2.7.2.  Asynchronous Messages

Whenever multiple tasks are communicating there is a chance for a deadlock situation. The Cascade DataHub is at the centre of many mission critical applications because it provides real-time data to its clients without the threat of being blocked on the receiving task. The Cascade DataHub never blocks on a task that is busy. It is always able to receive data from clients because it uses the Cascade QueueServer (qserve) to handle outgoing messages.

Asynchronous Messages

Figure 2.5. Asynchronous Messages

The DataHub only ever sends messages to qserve program, which is optimized so that it never enters a state where it cannot accept a message from the DataHub.

2.7.3. Network Access in QNX 4

The Cascade DataHub works across any QNX 4 network. Only the qserve and nserve tasks (approx. 100 KB RAM) need to be run on the network computer; all other tasks remain on the machine with the DataHub.

2.7.4. Confidence Factors

All data points are created with an associated confidence factor that is delivered with every point value. Any writing program may set confidence factors. This lets you change the confidence on a point value to reflect uncertainty and can be used in more advanced control strategies to 'weight' actions and responses to alarm states.

2.7.5. Security and Point Locking

The Cascade DataHub provides facilities for implementing security and point locking. It respects security levels and locked points, but the application programmer is responsible for how that security is allotted.

[Important]

Changing security levels and locking points can be done through an application, or through the Cascade DataHub Viewer. For this reason, it is important to either restrict access to the Cascade DataHub Viewer, or to modify its source code to restrict access to its security features.

Generally speaking, the Cascade DataHub assigns every task a security level, expressed as an integer ranging from 0 (the default) to 32,767. Every DataHub point also has a security level, within the same range. If a task security level is greater than or equal to a point security level, then that task has full access to the point. It can register it, read it, lock it, unlock it, write to it, and change its security to any level up to and including the task's own level. On the other hand, if a task security level is less than a point security level, that task can read the point and register it, but nothing else.

[Note]

The point locking feature is useful for debugging, as it allows you to prevent a function from writing to a point or group of points at the points themselves, rather than altering code.

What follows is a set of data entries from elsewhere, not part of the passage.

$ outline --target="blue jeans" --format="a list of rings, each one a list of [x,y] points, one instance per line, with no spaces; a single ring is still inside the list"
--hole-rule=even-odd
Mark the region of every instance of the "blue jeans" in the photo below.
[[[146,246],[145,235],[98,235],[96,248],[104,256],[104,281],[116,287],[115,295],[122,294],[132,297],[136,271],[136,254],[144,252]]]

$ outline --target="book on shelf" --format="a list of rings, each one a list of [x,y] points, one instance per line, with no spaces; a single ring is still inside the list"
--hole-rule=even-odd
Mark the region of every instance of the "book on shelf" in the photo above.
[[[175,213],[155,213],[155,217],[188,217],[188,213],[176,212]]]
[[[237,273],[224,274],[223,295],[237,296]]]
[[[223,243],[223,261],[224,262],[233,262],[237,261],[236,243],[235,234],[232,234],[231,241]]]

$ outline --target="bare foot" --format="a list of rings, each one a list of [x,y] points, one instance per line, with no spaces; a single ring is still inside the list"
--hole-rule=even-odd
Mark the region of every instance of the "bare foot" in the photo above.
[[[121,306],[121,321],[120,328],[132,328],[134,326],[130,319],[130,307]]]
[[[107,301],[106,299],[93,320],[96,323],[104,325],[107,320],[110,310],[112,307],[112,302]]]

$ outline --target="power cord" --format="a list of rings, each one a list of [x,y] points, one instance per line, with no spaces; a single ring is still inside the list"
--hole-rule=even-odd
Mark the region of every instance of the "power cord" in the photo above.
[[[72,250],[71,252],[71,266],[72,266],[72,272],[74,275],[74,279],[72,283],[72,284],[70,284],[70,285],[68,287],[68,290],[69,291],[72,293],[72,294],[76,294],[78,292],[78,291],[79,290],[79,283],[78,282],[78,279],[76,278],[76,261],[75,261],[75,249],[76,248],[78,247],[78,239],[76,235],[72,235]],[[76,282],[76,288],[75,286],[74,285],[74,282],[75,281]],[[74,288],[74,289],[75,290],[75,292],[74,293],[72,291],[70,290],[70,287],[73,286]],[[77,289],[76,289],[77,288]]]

2.7.6. Unlimited Point Count

Because the Cascade DataHub is RAM resident and requires no pre-configuration, the size of the DataHub is only limited by the available system resources.

Table 2.1. Memory Usage

ProgramSize on DiskSize in Memory
DataHub52 KB110 KB
Cascade QueueServer18 KB69 KB
Cascade NameServer43 KB
146 KB (networked)
93 KB (standalone)
Each point requires approximately 100 bytes, which includes memory allocation overhead.

2.7.7. Cascade DataHub performance

Most of the CPU time used by the demo is consumed updating the screens. The Cascade DataHub, by itself, has a throughput of about 2500 points/sec on a Pentium 133. This number is based on using single-point messages rather than using efficient packing techniques, which would increase throughput. Also, bear in mind that a DataHub message includes transmission through the asynchronous queue server.

The lookup of points is done in logarithmic time (i.e. the time does not grow linearly with the number of points in system).